Il est là, genoux au sol, les bras le long du corps et les mains doucement posées sur ses jambes. Les yeux clos, il semble absent de la rumeur de la foule. Derrière lui, les barques colorées semblent elles aussi figées comme sur un tableau. L’ondulation du fleuve n’y peut rien. Il a vingt ans, peut-être à peine moins ou à peine plus. Il est là, au bord du Gange et il prie. Le jeune Indien n’est indifférent à rien, il veut simplement être présent à la Puissance qu’il invoque. Lui présente-t-il le nom d’un défunt, le projet de sa vie, les confusions de son cœur ? Dans le secret de la rencontre intérieure, il prie, tout simplement.
Une rencontre intérieure
La prière n’est pas l’apanage du christianisme : depuis toujours, en tout cas depuis qu’ils croient, les hommes cherchent l’itinéraire qui les mènera à cette Présence à laquelle on ne sait quel nom donner, tant elle dépasse toutes les définitions dans lesquelles on voudrait l’enfermer. L’homme qui espère devine l’au-delà.
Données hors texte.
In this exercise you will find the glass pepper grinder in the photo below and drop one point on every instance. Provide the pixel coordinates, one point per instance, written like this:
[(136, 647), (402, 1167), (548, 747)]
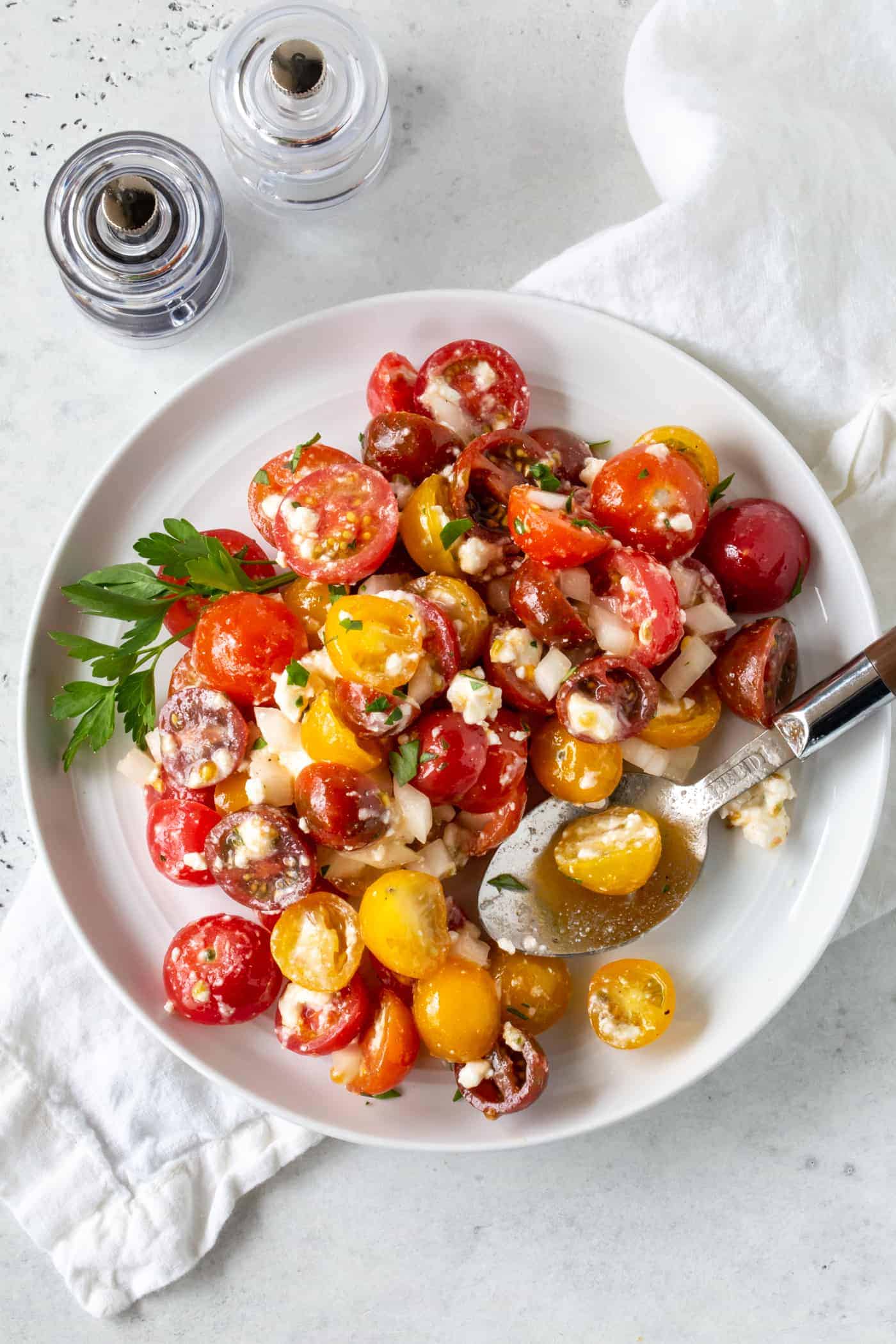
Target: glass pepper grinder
[(301, 97), (136, 227)]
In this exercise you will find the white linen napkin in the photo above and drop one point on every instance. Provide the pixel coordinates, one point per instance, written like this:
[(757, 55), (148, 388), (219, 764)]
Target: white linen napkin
[(769, 131)]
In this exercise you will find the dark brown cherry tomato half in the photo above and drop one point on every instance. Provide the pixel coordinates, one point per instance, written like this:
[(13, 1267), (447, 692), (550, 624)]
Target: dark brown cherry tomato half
[(186, 612), (519, 1076), (220, 971), (759, 553), (391, 385), (319, 1030), (504, 768), (607, 701), (261, 858), (202, 738), (337, 525), (343, 808), (538, 601), (278, 476), (452, 756), (756, 669), (243, 641), (409, 445), (177, 834), (473, 387), (653, 499), (372, 714)]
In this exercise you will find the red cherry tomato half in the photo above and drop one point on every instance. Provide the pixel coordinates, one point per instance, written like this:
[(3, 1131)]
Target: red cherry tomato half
[(551, 534), (180, 614), (242, 641), (177, 834), (388, 1047), (504, 765), (337, 525), (261, 858), (758, 552), (220, 971), (310, 1030), (343, 808), (391, 385), (607, 701), (473, 386), (414, 447), (540, 605), (278, 476), (452, 756), (641, 593), (652, 498), (756, 669)]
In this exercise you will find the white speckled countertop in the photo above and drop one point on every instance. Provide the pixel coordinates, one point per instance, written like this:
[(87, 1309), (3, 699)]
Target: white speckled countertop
[(754, 1207)]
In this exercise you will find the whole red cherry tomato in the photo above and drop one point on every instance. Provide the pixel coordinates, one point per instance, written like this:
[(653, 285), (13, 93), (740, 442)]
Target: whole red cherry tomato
[(759, 553)]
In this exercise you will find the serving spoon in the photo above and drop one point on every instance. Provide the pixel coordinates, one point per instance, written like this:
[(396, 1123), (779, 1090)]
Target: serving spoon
[(525, 901)]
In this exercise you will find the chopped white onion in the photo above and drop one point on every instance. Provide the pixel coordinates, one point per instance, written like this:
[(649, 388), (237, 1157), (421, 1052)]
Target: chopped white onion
[(689, 666), (708, 619), (551, 673), (610, 630)]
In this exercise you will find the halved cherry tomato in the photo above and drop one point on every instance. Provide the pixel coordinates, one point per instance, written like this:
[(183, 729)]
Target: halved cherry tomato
[(242, 641), (261, 858), (391, 385), (473, 386), (653, 499), (641, 593), (399, 444), (202, 738), (555, 530), (504, 768), (759, 553), (337, 525), (388, 1047), (308, 1026), (452, 756), (220, 971), (684, 723), (177, 834), (343, 808), (540, 605), (630, 1003), (682, 440), (607, 700), (186, 612), (277, 477), (317, 943), (756, 669)]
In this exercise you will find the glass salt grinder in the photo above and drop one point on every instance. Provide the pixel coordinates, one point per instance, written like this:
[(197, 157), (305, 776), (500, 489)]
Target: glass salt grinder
[(301, 97), (136, 227)]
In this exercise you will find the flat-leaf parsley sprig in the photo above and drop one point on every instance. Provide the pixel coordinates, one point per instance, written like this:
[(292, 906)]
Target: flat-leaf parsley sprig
[(125, 673)]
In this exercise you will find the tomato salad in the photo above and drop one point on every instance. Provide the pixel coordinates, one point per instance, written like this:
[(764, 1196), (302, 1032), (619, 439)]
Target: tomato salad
[(473, 604)]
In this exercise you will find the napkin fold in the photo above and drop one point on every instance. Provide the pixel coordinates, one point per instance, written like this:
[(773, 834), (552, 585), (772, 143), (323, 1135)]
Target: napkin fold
[(770, 135)]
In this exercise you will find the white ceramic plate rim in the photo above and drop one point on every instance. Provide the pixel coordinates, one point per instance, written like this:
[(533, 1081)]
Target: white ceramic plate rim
[(28, 749)]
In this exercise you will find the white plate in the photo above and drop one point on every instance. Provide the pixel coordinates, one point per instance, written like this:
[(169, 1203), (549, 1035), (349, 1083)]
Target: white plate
[(756, 922)]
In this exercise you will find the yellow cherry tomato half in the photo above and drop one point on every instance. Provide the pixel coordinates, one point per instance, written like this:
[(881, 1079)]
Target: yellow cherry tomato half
[(374, 640), (684, 441), (327, 738), (457, 1011), (683, 723), (630, 1003), (613, 852), (578, 772), (404, 922), (317, 943), (421, 527), (535, 991)]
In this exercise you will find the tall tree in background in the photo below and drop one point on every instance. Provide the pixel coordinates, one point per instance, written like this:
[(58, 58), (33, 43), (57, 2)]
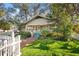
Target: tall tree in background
[(66, 14)]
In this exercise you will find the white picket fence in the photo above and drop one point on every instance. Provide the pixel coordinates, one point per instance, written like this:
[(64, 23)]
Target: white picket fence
[(9, 44)]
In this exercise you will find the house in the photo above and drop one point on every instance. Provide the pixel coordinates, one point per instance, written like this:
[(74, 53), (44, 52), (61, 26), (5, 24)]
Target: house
[(37, 23), (9, 44)]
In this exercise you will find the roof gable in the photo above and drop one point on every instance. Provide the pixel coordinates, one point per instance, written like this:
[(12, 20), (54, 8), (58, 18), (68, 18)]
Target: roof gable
[(36, 17)]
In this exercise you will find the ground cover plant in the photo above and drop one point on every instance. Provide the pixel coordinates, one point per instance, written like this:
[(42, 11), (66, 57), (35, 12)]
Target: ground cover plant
[(51, 47)]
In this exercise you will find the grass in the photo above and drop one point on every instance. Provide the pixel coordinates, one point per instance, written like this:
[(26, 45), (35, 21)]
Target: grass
[(50, 47)]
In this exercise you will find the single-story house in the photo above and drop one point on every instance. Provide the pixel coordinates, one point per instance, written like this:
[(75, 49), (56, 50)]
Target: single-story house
[(38, 22)]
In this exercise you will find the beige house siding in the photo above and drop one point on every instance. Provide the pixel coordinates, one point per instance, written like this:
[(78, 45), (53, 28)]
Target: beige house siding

Et c’est cette espérance même dont il reconnaît que le pressentiment lui est donné par un tout-autre.
De nobles et anciennes traditions parvenues jusqu’à nous illustrent cette vérité profonde : dans toutes les cultures, dans toutes les religions, sur tous les continents, des hommes prient. Non pas simplement par l’invocation de formules, de mantras, mais en laissant dans le silence, au plus profond, la brise légère caresser leurs âmes et la lumière fragile éclairer leurs esprits. Ils savent bien que les formules, fusse le Pater, ne sont que des paroles si elles sont ânonnées dans une logique marchande. Dieu n’attend pas un « sésame » pour manifester sa Présence. Elles ne servent qu’à préparer la rencontre intérieure, comme les salutations introduisent au dialogue, préliminaires essentiels mais insuffisants s’ils sont sans suite.
S’ouvrir à l’Autre
La prière est le lieu où la rencontre ouvre sur la communion. Non pas une fusion névrotique mais une communion de deux êtres, l’un éternel et l’autre mortel. Où l’un et l’autre se donnent, l’un parfaitement, l’autre maladroitement. Ce qui n’est jamais simple. Prier, c’est s’ouvrir à l’Autre, reconnaître que l’on n’est pas le tout de soi-même, accepter que ce « Je » dont un fameux poète dira qu’il est « un autre », est d’abord un être en devenir pourvu qu’il se laisse transfigurer par la beauté de Celui de qui il se reconnait créé. « Que ta volonté soit faite » : elle est là, la demande centrale, lorsque le créé demande à celui qui le modèle de continuer à le pétrir, toujours et encore. Non pas tant à la forme à laquelle il rêverait de correspondre, mais à l’image que son auteur porte en son cœur.
On se prend à imaginer un monde où chacun chercherait ce chemin de rencontre et d’accueil. Sans perdre du temps à convaincre autrui d’en prendre un autre, mais déjà de vivre celui sur lequel il est appelé à s’engager. Un monde où chaque croyant serait aussi un priant.
De partout, l’homme prie
Des bords du Gange, né de la chevelure du dieu Shiva, à Bénarès où l’on invoque le désir d’une vie qui s’approche du nirvana. Sur les rives de la Tohma, en Turquie, où l’on s’inspire du chemin mystique d’un des plus grand sages soufi, Somunca Baba (dont le nom signifie « Père du pain »). Le front posé sur les pierres de fondations du temple de Salomon à Jérusalem en murmurant les paroles des psaumes. Dans la chambre dont il a fermé la porte afin de suivre l’invitation de Jésus. Comme aussi devant une roche sacrée, ou encore les yeux levés vers l’astre du jour, et tant d’autres encore. De partout l’homme prie, et de tant de manières. N’est-ce pas la meilleure garantie pour notre monde ? À condition qu’il cherche dans cette rencontre le moyen de vivre vraiment et, puisant à la source du Bien, d’agir en conséquence. Lorsque la religion oublie d’être d’abord et surtout le vecteur qui unit l’homme à Dieu, elle s’idéologise et devient alors la chose la plus détestable. Il tient à chacun qu’il en soit autrement. Pour le salut de tous.